Il pm aveva chiesto 17 anni, ma la Corte d’Assise non ha accettato le attenuanti generiche. Le proteste degli ucraini presenti: "libertà per Markiv". I genitori di Rocchelli: "Per noi è comunque un momento difficile". Le associazioni giornalistiche, parti civili al processo: "Il nostro è un contributo alla verità sulla morte di chi ha perso la vita per garantire il diritto-dovere di informare ed essere informati"
La Corte d’assise di Pavia ha condannato a 24 anni Vitaly Markiv, un militare 29enne della Guardia nazionale ucraina, per l’omicidio di Andrea Rocchelli, il fotoreporter di Pavia ucciso nel 2014 nel Donbass per un lavoro. All’udienza conclusiva erano presenti numerosi connazionali di Markiv, in protesta contro la sentenza, i genitori di Rocchelli, la Federazione nazionale della Stampa italiana e l’Associazione Lombarda dei Giornalisti.

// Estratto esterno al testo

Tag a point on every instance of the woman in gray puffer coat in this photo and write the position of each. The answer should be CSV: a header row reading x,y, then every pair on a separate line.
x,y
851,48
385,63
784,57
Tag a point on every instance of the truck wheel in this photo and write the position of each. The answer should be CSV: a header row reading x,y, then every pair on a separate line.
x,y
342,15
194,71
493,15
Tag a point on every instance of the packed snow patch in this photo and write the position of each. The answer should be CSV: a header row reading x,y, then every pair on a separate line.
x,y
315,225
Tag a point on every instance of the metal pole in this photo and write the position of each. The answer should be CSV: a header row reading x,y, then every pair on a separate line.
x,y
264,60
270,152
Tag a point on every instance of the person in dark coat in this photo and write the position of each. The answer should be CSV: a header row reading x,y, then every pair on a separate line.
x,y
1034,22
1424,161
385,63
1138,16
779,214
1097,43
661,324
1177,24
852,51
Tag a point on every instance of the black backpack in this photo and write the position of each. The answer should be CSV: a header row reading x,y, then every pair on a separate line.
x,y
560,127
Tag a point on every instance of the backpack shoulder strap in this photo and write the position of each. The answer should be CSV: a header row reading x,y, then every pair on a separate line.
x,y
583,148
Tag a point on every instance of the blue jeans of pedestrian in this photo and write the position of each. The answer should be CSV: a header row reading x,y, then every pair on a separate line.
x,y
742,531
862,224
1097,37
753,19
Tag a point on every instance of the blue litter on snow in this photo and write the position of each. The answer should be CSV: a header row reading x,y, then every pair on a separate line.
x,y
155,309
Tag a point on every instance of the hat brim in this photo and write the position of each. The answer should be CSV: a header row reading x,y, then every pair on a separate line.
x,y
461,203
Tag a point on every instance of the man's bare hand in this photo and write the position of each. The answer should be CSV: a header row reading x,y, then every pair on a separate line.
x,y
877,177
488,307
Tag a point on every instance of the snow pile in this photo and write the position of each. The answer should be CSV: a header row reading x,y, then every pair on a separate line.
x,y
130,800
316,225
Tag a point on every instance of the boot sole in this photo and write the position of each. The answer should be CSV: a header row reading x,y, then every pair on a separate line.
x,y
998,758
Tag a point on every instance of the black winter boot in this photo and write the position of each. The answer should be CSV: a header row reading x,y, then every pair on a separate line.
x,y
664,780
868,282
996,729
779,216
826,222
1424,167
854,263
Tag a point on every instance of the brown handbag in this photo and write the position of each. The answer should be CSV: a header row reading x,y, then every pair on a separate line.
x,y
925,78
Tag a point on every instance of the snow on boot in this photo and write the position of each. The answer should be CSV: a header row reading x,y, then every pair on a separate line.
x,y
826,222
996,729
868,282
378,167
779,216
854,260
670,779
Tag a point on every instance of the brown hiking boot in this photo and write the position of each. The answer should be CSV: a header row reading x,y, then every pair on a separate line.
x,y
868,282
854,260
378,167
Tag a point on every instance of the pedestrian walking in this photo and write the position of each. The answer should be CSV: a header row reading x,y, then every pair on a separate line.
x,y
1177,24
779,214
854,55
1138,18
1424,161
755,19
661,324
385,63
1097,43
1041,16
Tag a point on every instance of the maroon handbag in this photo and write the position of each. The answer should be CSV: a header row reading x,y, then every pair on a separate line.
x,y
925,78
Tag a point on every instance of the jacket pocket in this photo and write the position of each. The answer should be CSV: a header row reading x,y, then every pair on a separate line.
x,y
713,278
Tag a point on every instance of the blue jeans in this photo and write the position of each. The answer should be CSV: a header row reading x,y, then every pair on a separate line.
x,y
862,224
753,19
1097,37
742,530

Il pavese Andrea Rocchelli, ucciso il 24 maggio 2014, si trovava allora nel Donbass per effettuare un reportage fotografico sulle sofferenze della popolazione civile nel territorio durante il conflitto tra esercito ucraino e filorussi. A ucciderlo fu un agguato a colpi di mortaio nel quale perse la vita anche il giornalista russo Andrei Mironov, mentre il fotografo francese William Roguelon ne uscì ferito ma riuscì a salvarsi.
L’udienza si è svolta nella Sala dell’Annunciata di Pavia, alla presenza di una schiera di giornalisti, troupe televisive italiane, ucraine e di altri Paesi, oltre che di numerosi cittadini ucraini. Il pm Andrea Zanoncelli aveva chiesto per Markiv, unico indagato per l’omicidio, una condanna a 17 anni, mentre la difesa, sostenendo che non era stato commesso il fatto, puntava all’assoluzione. Lo stesso Markiv ha rilasciato questa mattina una dichiarazione spontanea nella quale si dice innocente: “Sono innocente e ho fiducia nella giustizia italiana. Sono un soldato che ha sempre servito con onore il mio Paese”.
Il processo è durato più di un anno e la stessa sentenza è stata emessa dopo più di cinque ore di riunione di consiglio. Il risultato è stato una condanna che aggiunge 7 anni, portandoli a 24, ai 17 richiesti dall’accusa, in quanto la Corte d’Assise non ha ritenuto sussistenti le attenuanti generiche che erano state citate dal pm Andrea Zanoncelli nella sua requisitoria. Nella sentenza la Corte d’Assise ha inoltre trasmesso alla Procura di Roma la richiesta, avanzata dalla Procura, di aprire un’indagine su un ufficiale della Guardia nazionale ucraina, anche lui ritenuto coinvolto nell’omicidio di Rocchelli.
La lettura del verdetto ha dato vita ad attimi di tensione nella sala. Markiv, rivolgendosi ai numerosi ucraini presenti in aula, ha lanciato il grido “Gloria all’Ucraina!”, al quale questi hanno risposto con il grido “Gloria all’eroe!”. È stato caos anche fuori dalla Sala dell’Annunciata, dove la folla di cittadini ucraini presenti in occasione del processo, chiedendo in lacrime e a gran voce “libertà per Markiv”.
All’udienza erano presenti anche i genitori di Andrea, Rino Rocchelli ed Elisa Signori, che hanno commentato così la sentenza: “Per noi è comunque un momento difficile. Ma questa sentenza rende giustizia ad Andrea e a tutti i giornalisti che rischiano la vita per raccontare la verità”. “Ringraziamo la Procura e le forze dell’ordine per il grande lavoro investigativo svolto in questi anni – hanno aggiunto – e diciamo grazie anche ai giornalisti che hanno seguito con grande attenzione tutto lo sviluppo del processo”.
Anche la Federazione nazionale della Stampa italiana e l’Associazione Lombarda dei Giornalisti, erano presenti al processo come parti civili, rappresentate dagli avvocati Margherita Pisapia e Giuliano Pisapia, che ha dichiarato: “Ci siamo costituiti parte civile in questo processo con l’obiettivo di dare il nostro contributo, senza pregiudizi, all’accertamento della verità (..) sulle responsabilità della tragica morte di un coraggioso fotoreporter che ha perso la vita per garantire, anche in quei luoghi dove prevale la violenza sulla pace e sulla libertà, il diritto-dovere di informare ed essere informati.”